Code Mode

Code mode vs JSON tool dispatch
The code-as-plan philosophy
Implementing a code executor
Typed SDK for the agent
Sandboxing code execution
When code mode beats tool dispatch
Gotchas

SECTION 01

Code mode vs JSON tool dispatch

Standard function calling: the model outputs {"name": "search", "args": {"query": "..."}}. Your code parses this JSON, routes to the right function, handles argument validation, runs the function, and returns the result. Each tool call is a round-trip.

Code mode: the model outputs Python code that calls your API directly. Instead of multiple JSON dispatch round-trips, the model writes a complete program:

results = search("LLM benchmarks 2024")
filtered = [r for r in results if r.date > "2024-01-01"]
summary = summarise(filtered[:3])
final_answer(summary)

This is more powerful: the model can use loops, conditionals, list comprehensions, and intermediate variables without a round-trip per operation. It's also more compact — one code block does what would take 5+ JSON tool calls. The SmolAgents and Code Interpreter patterns both use this approach.

SECTION 02

The code-as-plan philosophy

In tool dispatch, the model's "plan" is implicit — it's revealed one tool call at a time.
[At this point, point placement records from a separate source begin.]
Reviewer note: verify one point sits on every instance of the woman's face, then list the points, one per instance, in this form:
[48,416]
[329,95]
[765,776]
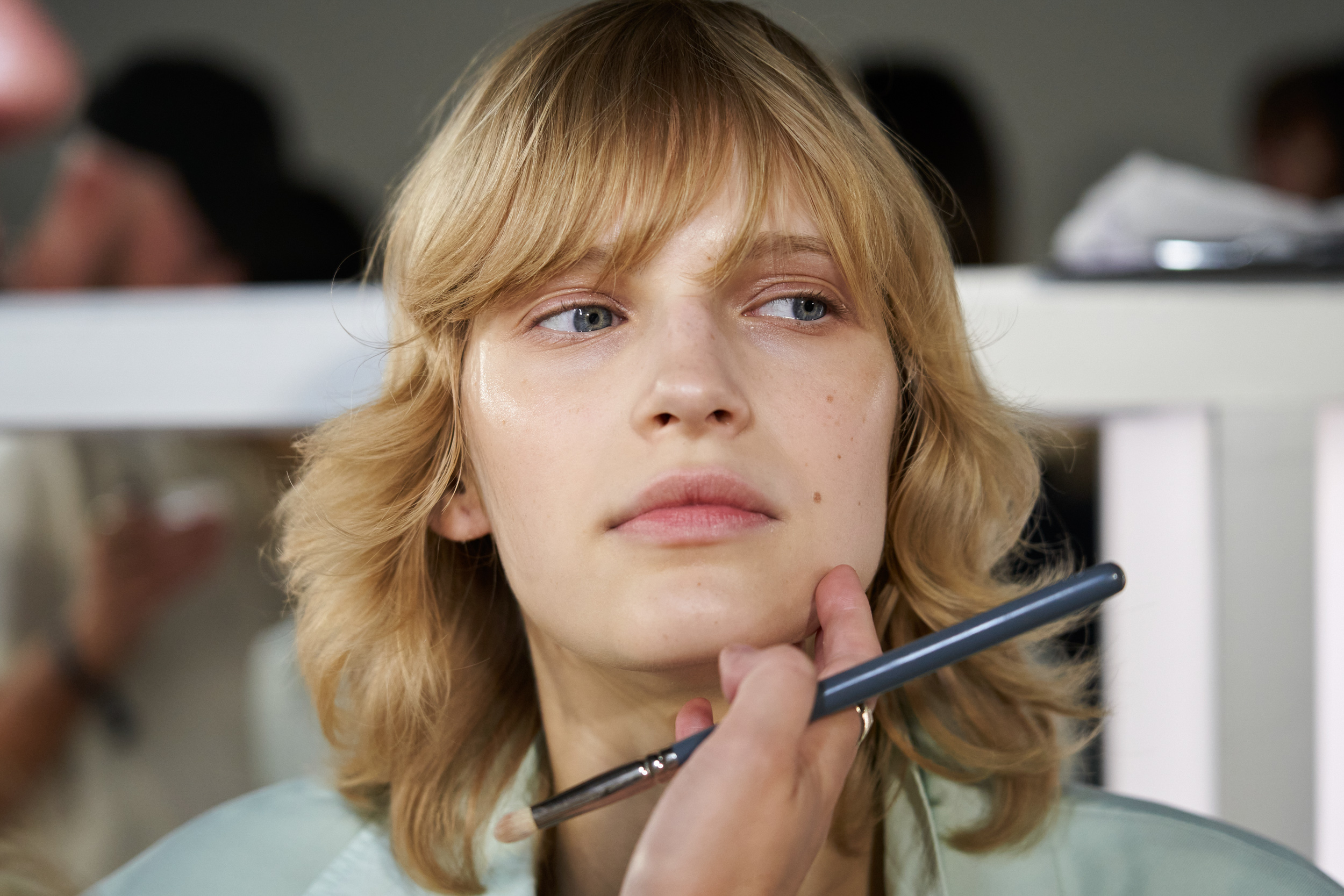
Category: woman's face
[670,465]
In code mode, the model's plan is the code itself, making it explicit, readable, and auditable before execution.

This has three key benefits: transparency (you can read the code and understand what the agent intends to do before running it), composability (Python operations can be combined in any way — the model isn't limited to single tool calls), and efficiency (complex logic that would require 10+ JSON tool calls becomes a 20-line function).
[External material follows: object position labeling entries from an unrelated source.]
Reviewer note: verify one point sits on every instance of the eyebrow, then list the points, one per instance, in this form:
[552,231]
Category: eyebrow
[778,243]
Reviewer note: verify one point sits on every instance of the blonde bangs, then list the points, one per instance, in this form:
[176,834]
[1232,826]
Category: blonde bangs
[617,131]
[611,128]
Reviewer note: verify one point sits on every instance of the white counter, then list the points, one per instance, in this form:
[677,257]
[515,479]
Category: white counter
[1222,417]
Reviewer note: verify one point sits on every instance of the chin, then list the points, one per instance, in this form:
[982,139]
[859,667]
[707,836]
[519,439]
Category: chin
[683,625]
The tradeoff is security: running arbitrary LLM-generated code is more dangerous than running a pre-defined list of tools. Every code-mode deployment needs a sandboxing strategy.

SECTION 03

Implementing a code executor

import anthropic
import re
import sys
from io import StringIO

client = anthropic.Anthropic()

# The SDK the agent can call (exposed to the agent)
class AgentSDK:
    '''Typed SDK available to the agent. Import as `sdk` in generated code.'''

    def search(self, query: str) -> list[dict]:
        '''Search the web. Returns list of {title, url, snippet}.'''
        return [{"title": f"Result for {query}", "url": "https://example.com", "snippet": "..."}]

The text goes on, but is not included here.